1. Field of Invention
This invention pertains, in general, to sensing far-infrared radiation, and in particular, to a photoconductor array for sensing radiation in the far infrared region of the electromagnetic spectrum.
2. Description of the Background Art
In general, sensing devices are designed to detect radiant energy found in certain regions of the electromagnetic spectrum. Development of a sensing device that detects all wavelengths of radiation from the electromagnetic spectrum can be quite daunting due to the size and complexity of such a device. Therefore, sensing device manufactures have produced devices that are sensitive to certain discrete regions of radiant energy, including far ultraviolet, near ultraviolet, visible, near infrared, and far infrared, within the electromagnetic spectrum. Manufacturing of sensing devices for each of these regions varies depending on the energy of light that is contained within each region. In some cases, like the detection of far infrared light, a sensor includes a one-dimensional line of light sensitive pixels or a two dimensional array of pixels comprised of stacked bars of light sensitive material. Once the incoming light has been detected, readout electronics process electric signals generated by the incident radiation interacting with the detecting material. The challenge of efficiently transferring information (in the form of electronic signals) from the detecting medium to the readout medium has confounded sensing device manufacturers for decades.

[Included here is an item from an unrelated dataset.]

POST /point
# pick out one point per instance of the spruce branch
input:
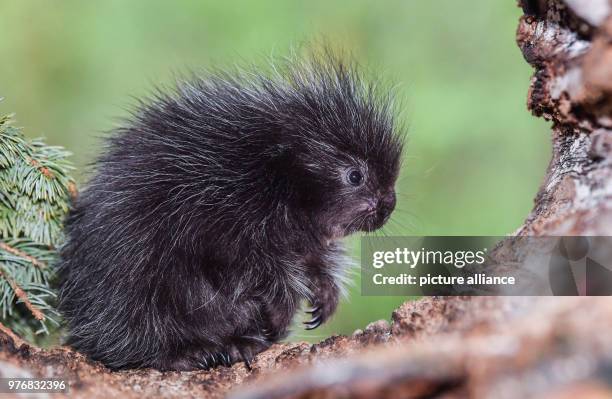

For conventional, far-infrared sensing devices, the interface between the detecting array and readout electronics is carried out by wire bonds connecting each detection pixel to the corresponding unit cell within the readout electronics. The wire bonds can be manufactured from an electrically conducting material like copper. However, the extreme size of the detecting and readout media, and, subsequently, the large number of pixels and unit cells to be connected, render wire bonding an inefficient means for interfacing the detecting array with the readout electronics.
Several other challenges also plague the far infrared sensing device community, including the inherent temperature increase of the sensing media, the inherent radiant glow from the readout multiplexer, and a possible thermal mismatch between the sensing material and the readout material. For near infrared sensing devices, an increase in detector temperature and a radiant glow from the readout medium is of little concern due to the high energy of the incoming radiation to be detected and the detectors operating temperature. Any incoming near infrared signal is significantly greater than the background signal generated by detector temperature and readout glow.
However, for far infrared detection, where incoming radiation is substantially less energetic than near infrared radiation and the detectors need to operate in much lower temperatures, readout glow and detector heating become problematic. Any stray light reaching the detecting surface due to glow from the readout multiplexer will compromise detector performance. In addition, the heat generated by the readout affects the performance of the detector array by raising its temperature.
This, in turn, causes an increase in excess dark current, thus resulting in the degradation of detector performance. Also, the effects of readout glow are especially pronounced in the low temperature environment necessary for far infrared detection.
In the case that the detecting media and readout media are constructed from different materials, a thermal mismatch is created. The detecting and readout materials contract and/or expand at different rates when exposed to the low temperatures required for far infrared sensing. When this happens, the overall yield of a detecting device can be significantly decreased.
Another difficulty that arises when detecting radiant energy of any particular wavelength relates to the presence of optical crosstalk between adjacent pixels on the surface of a detecting array. For a conventional detector array, typically a single wafer of some thickness is pixelized on one surface of the array by depositing metallic pads in a desired pattern. These metalized pads are the connections to the readout inputs. In the conventional design of linear arrays made of single bars of detector material, the pixelization is commonly accomplished by cutting grooves into the bar mainly in an effort to eliminate optical crosstalk. However, this approach to eliminating optical crosstalk is not conducive for implementation on large surface area arrays, like those needed for far infrared detection, due to the increase in processing costs for cutting grooves over such a large area.
Furthermore, another significant challenge facing far infrared sensor manufacturers involves maintaining a stable operating voltage for the detecting media during the time that the detecting media waits for its signal to be integrated by the readout media. When the overall voltage (or bias) of the detecting media becomes unstable, or debiased, a significant limitation in detector efficiency is encountered.
What is needed is a sensing device that will efficiently detect far infrared radiation that does not suffer from deficiencies introduced by a) detector heating b), readout glow, c) thermal mismatching, d) detector debiasing, and e) optical crosstalk.